Multi-GPU for pre-trained model

JosAr · December 16, 2025, 9:02am

Hi there,

I usually work with smaller models, but now have the following problem where I am unsure how to continue. I have a very large pre-trained model, which I want to run. The model is too large to fit on a single A100 with gradients for a single sample. Luckily I have multiple A100, so I want to split the model up on two GPUs. However, there are two difficulties:

The model is not sequential, since It has a very long skip connection. Also the architectures is quite complex with many sublayers of very different sizes.
I can not modify the underlying code of the model, since I only downloaded a pre-trained version, don’t have the resources to fully train it again (it was trained on roughly 5k A100-hours), and there is not even publicly available code.

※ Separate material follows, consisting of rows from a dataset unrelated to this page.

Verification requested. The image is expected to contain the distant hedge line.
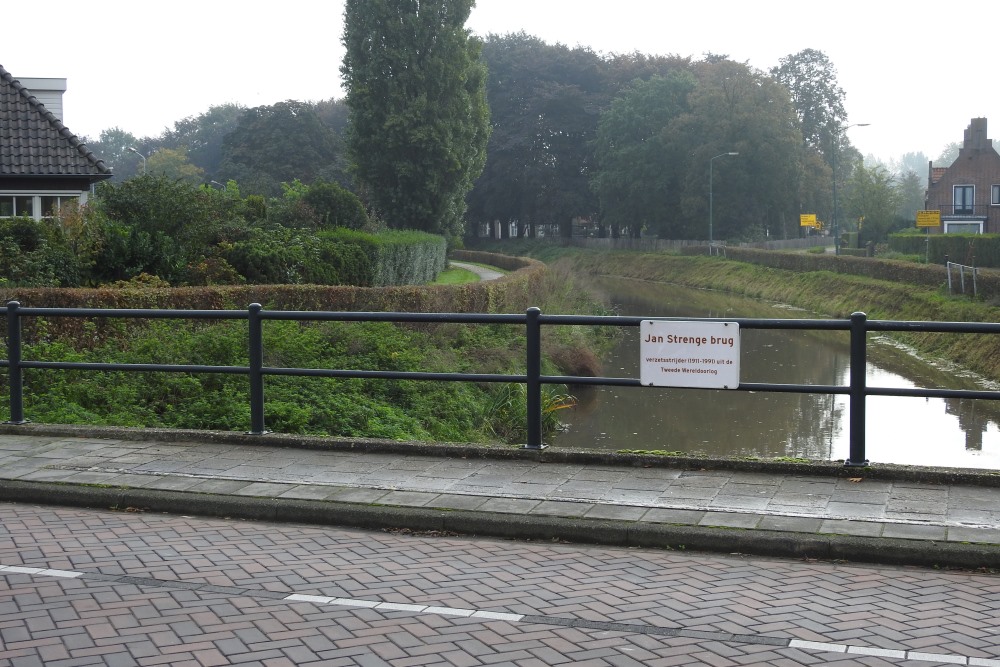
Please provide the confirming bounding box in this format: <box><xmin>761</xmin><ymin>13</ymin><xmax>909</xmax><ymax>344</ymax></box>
<box><xmin>682</xmin><ymin>246</ymin><xmax>1000</xmax><ymax>302</ymax></box>
<box><xmin>0</xmin><ymin>251</ymin><xmax>545</xmax><ymax>344</ymax></box>
<box><xmin>683</xmin><ymin>246</ymin><xmax>950</xmax><ymax>290</ymax></box>
<box><xmin>889</xmin><ymin>232</ymin><xmax>1000</xmax><ymax>267</ymax></box>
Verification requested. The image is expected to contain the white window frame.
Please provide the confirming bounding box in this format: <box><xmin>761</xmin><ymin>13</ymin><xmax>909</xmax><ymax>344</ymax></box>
<box><xmin>0</xmin><ymin>191</ymin><xmax>85</xmax><ymax>220</ymax></box>
<box><xmin>992</xmin><ymin>184</ymin><xmax>1000</xmax><ymax>206</ymax></box>
<box><xmin>944</xmin><ymin>220</ymin><xmax>984</xmax><ymax>234</ymax></box>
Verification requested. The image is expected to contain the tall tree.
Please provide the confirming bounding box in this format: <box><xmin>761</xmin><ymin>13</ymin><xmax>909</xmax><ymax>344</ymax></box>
<box><xmin>341</xmin><ymin>0</ymin><xmax>490</xmax><ymax>239</ymax></box>
<box><xmin>844</xmin><ymin>162</ymin><xmax>902</xmax><ymax>245</ymax></box>
<box><xmin>467</xmin><ymin>33</ymin><xmax>608</xmax><ymax>239</ymax></box>
<box><xmin>771</xmin><ymin>49</ymin><xmax>847</xmax><ymax>164</ymax></box>
<box><xmin>896</xmin><ymin>169</ymin><xmax>925</xmax><ymax>224</ymax></box>
<box><xmin>677</xmin><ymin>59</ymin><xmax>803</xmax><ymax>240</ymax></box>
<box><xmin>895</xmin><ymin>151</ymin><xmax>930</xmax><ymax>187</ymax></box>
<box><xmin>590</xmin><ymin>71</ymin><xmax>695</xmax><ymax>238</ymax></box>
<box><xmin>217</xmin><ymin>100</ymin><xmax>345</xmax><ymax>197</ymax></box>
<box><xmin>604</xmin><ymin>52</ymin><xmax>692</xmax><ymax>93</ymax></box>
<box><xmin>314</xmin><ymin>98</ymin><xmax>350</xmax><ymax>138</ymax></box>
<box><xmin>87</xmin><ymin>127</ymin><xmax>141</xmax><ymax>178</ymax></box>
<box><xmin>937</xmin><ymin>142</ymin><xmax>961</xmax><ymax>166</ymax></box>
<box><xmin>160</xmin><ymin>103</ymin><xmax>245</xmax><ymax>178</ymax></box>
<box><xmin>146</xmin><ymin>147</ymin><xmax>205</xmax><ymax>184</ymax></box>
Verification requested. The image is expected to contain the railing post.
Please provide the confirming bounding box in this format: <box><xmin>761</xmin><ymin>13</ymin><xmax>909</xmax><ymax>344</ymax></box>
<box><xmin>5</xmin><ymin>301</ymin><xmax>27</xmax><ymax>424</ymax></box>
<box><xmin>247</xmin><ymin>303</ymin><xmax>267</xmax><ymax>435</ymax></box>
<box><xmin>524</xmin><ymin>306</ymin><xmax>545</xmax><ymax>450</ymax></box>
<box><xmin>845</xmin><ymin>311</ymin><xmax>869</xmax><ymax>467</ymax></box>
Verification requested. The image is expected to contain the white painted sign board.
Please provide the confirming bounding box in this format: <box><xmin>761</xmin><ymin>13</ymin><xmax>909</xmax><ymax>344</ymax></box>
<box><xmin>639</xmin><ymin>320</ymin><xmax>740</xmax><ymax>389</ymax></box>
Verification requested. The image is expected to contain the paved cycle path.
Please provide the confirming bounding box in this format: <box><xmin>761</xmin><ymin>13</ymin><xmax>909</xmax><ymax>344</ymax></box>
<box><xmin>0</xmin><ymin>425</ymin><xmax>998</xmax><ymax>569</ymax></box>
<box><xmin>449</xmin><ymin>260</ymin><xmax>505</xmax><ymax>281</ymax></box>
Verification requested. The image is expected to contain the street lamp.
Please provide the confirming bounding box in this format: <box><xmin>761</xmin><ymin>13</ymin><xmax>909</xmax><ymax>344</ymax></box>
<box><xmin>709</xmin><ymin>151</ymin><xmax>739</xmax><ymax>245</ymax></box>
<box><xmin>831</xmin><ymin>123</ymin><xmax>870</xmax><ymax>255</ymax></box>
<box><xmin>126</xmin><ymin>146</ymin><xmax>146</xmax><ymax>175</ymax></box>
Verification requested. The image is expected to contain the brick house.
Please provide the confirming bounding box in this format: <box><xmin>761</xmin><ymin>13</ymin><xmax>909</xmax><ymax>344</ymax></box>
<box><xmin>925</xmin><ymin>117</ymin><xmax>1000</xmax><ymax>234</ymax></box>
<box><xmin>0</xmin><ymin>64</ymin><xmax>111</xmax><ymax>219</ymax></box>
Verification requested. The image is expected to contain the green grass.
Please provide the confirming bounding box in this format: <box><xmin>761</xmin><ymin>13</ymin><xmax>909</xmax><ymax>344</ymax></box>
<box><xmin>432</xmin><ymin>267</ymin><xmax>480</xmax><ymax>285</ymax></box>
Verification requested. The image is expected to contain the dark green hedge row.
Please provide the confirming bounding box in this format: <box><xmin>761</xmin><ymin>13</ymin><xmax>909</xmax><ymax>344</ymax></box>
<box><xmin>0</xmin><ymin>253</ymin><xmax>545</xmax><ymax>344</ymax></box>
<box><xmin>220</xmin><ymin>231</ymin><xmax>372</xmax><ymax>286</ymax></box>
<box><xmin>319</xmin><ymin>229</ymin><xmax>447</xmax><ymax>287</ymax></box>
<box><xmin>688</xmin><ymin>246</ymin><xmax>949</xmax><ymax>289</ymax></box>
<box><xmin>684</xmin><ymin>246</ymin><xmax>1000</xmax><ymax>301</ymax></box>
<box><xmin>889</xmin><ymin>232</ymin><xmax>1000</xmax><ymax>267</ymax></box>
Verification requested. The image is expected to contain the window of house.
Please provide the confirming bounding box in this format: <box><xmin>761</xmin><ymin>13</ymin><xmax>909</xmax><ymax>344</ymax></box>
<box><xmin>40</xmin><ymin>195</ymin><xmax>74</xmax><ymax>217</ymax></box>
<box><xmin>992</xmin><ymin>184</ymin><xmax>1000</xmax><ymax>205</ymax></box>
<box><xmin>945</xmin><ymin>221</ymin><xmax>983</xmax><ymax>234</ymax></box>
<box><xmin>954</xmin><ymin>185</ymin><xmax>974</xmax><ymax>214</ymax></box>
<box><xmin>0</xmin><ymin>193</ymin><xmax>79</xmax><ymax>219</ymax></box>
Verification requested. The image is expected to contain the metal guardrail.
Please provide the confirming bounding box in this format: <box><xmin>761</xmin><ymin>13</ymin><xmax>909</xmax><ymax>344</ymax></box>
<box><xmin>947</xmin><ymin>261</ymin><xmax>979</xmax><ymax>297</ymax></box>
<box><xmin>3</xmin><ymin>300</ymin><xmax>1000</xmax><ymax>467</ymax></box>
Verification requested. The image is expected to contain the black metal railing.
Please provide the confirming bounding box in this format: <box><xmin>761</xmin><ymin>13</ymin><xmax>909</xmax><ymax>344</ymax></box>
<box><xmin>930</xmin><ymin>204</ymin><xmax>992</xmax><ymax>217</ymax></box>
<box><xmin>3</xmin><ymin>300</ymin><xmax>1000</xmax><ymax>467</ymax></box>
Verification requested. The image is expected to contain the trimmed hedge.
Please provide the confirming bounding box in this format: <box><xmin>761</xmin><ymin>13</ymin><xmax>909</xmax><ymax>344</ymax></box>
<box><xmin>319</xmin><ymin>229</ymin><xmax>447</xmax><ymax>287</ymax></box>
<box><xmin>0</xmin><ymin>252</ymin><xmax>546</xmax><ymax>344</ymax></box>
<box><xmin>221</xmin><ymin>229</ymin><xmax>371</xmax><ymax>286</ymax></box>
<box><xmin>889</xmin><ymin>232</ymin><xmax>1000</xmax><ymax>267</ymax></box>
<box><xmin>682</xmin><ymin>245</ymin><xmax>1000</xmax><ymax>302</ymax></box>
<box><xmin>684</xmin><ymin>246</ymin><xmax>950</xmax><ymax>290</ymax></box>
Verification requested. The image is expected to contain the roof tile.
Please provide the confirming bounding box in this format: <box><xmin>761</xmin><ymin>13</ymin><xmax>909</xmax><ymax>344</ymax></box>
<box><xmin>0</xmin><ymin>63</ymin><xmax>111</xmax><ymax>179</ymax></box>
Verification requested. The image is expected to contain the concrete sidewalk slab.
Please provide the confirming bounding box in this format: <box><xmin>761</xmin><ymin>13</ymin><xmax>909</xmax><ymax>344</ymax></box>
<box><xmin>0</xmin><ymin>424</ymin><xmax>997</xmax><ymax>569</ymax></box>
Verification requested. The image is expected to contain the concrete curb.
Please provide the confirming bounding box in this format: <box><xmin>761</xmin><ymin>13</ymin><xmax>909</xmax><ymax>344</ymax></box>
<box><xmin>2</xmin><ymin>480</ymin><xmax>997</xmax><ymax>571</ymax></box>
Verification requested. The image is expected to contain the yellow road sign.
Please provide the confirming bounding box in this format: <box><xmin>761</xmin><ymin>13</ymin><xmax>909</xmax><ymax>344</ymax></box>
<box><xmin>800</xmin><ymin>214</ymin><xmax>818</xmax><ymax>228</ymax></box>
<box><xmin>916</xmin><ymin>210</ymin><xmax>941</xmax><ymax>228</ymax></box>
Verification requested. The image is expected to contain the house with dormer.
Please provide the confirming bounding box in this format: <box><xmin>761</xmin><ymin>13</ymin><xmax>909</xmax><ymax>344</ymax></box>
<box><xmin>0</xmin><ymin>64</ymin><xmax>111</xmax><ymax>219</ymax></box>
<box><xmin>925</xmin><ymin>117</ymin><xmax>1000</xmax><ymax>234</ymax></box>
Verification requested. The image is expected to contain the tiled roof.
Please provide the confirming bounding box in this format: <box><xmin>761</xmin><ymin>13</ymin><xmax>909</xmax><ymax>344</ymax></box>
<box><xmin>0</xmin><ymin>63</ymin><xmax>111</xmax><ymax>179</ymax></box>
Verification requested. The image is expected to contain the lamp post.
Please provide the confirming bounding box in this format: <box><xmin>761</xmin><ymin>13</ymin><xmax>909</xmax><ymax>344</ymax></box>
<box><xmin>126</xmin><ymin>146</ymin><xmax>146</xmax><ymax>175</ymax></box>
<box><xmin>709</xmin><ymin>151</ymin><xmax>739</xmax><ymax>245</ymax></box>
<box><xmin>831</xmin><ymin>123</ymin><xmax>869</xmax><ymax>255</ymax></box>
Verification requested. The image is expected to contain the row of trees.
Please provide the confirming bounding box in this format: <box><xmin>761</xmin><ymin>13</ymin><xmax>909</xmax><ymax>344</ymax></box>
<box><xmin>471</xmin><ymin>41</ymin><xmax>930</xmax><ymax>242</ymax></box>
<box><xmin>81</xmin><ymin>6</ymin><xmax>933</xmax><ymax>247</ymax></box>
<box><xmin>87</xmin><ymin>100</ymin><xmax>351</xmax><ymax>199</ymax></box>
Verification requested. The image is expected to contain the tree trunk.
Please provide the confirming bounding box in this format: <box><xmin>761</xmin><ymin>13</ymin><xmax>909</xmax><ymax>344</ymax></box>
<box><xmin>560</xmin><ymin>217</ymin><xmax>573</xmax><ymax>238</ymax></box>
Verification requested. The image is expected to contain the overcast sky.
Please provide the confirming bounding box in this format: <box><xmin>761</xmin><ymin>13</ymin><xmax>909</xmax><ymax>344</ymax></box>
<box><xmin>4</xmin><ymin>0</ymin><xmax>994</xmax><ymax>168</ymax></box>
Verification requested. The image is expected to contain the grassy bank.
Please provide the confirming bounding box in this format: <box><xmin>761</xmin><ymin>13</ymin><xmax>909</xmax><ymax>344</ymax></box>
<box><xmin>2</xmin><ymin>255</ymin><xmax>610</xmax><ymax>444</ymax></box>
<box><xmin>474</xmin><ymin>241</ymin><xmax>1000</xmax><ymax>383</ymax></box>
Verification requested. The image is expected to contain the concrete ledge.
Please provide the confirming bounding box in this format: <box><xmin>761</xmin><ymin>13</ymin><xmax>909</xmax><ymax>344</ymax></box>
<box><xmin>3</xmin><ymin>422</ymin><xmax>998</xmax><ymax>488</ymax></box>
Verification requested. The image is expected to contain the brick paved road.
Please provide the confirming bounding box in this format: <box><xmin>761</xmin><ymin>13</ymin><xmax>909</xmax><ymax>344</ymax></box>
<box><xmin>1</xmin><ymin>503</ymin><xmax>998</xmax><ymax>666</ymax></box>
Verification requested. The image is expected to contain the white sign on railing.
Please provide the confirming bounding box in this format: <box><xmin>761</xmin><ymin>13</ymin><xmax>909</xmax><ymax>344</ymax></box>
<box><xmin>639</xmin><ymin>320</ymin><xmax>740</xmax><ymax>389</ymax></box>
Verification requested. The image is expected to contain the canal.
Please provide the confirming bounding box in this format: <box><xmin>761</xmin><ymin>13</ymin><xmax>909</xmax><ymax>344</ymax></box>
<box><xmin>552</xmin><ymin>276</ymin><xmax>1000</xmax><ymax>469</ymax></box>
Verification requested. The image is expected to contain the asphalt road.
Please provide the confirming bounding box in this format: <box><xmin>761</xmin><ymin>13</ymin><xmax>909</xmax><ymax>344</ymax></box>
<box><xmin>2</xmin><ymin>502</ymin><xmax>998</xmax><ymax>666</ymax></box>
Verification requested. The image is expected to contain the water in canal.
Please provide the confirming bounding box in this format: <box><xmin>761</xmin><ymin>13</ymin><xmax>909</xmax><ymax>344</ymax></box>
<box><xmin>552</xmin><ymin>276</ymin><xmax>1000</xmax><ymax>469</ymax></box>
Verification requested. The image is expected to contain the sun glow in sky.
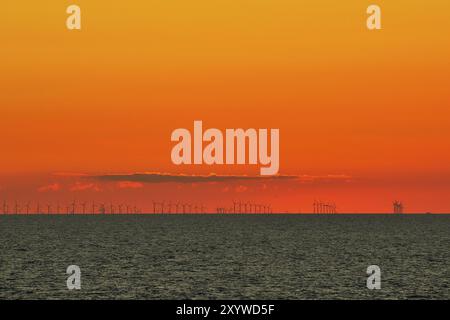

I would like to know if (and how) I can still execute a forward pass on my GPUs. I am thinking about

Pipeline-parallelism. But
1. Does that work even though there are skip connections? I think not, since it says explicitly in the docs ( Pipeline Parallelism — PyTorch 2.9 documentation ) that PipelineStage does not work with skip connections.
FSDP2
1. Do I need the definition of the model to do that?
2. It looks quite complicated. Maybe there is an easier way?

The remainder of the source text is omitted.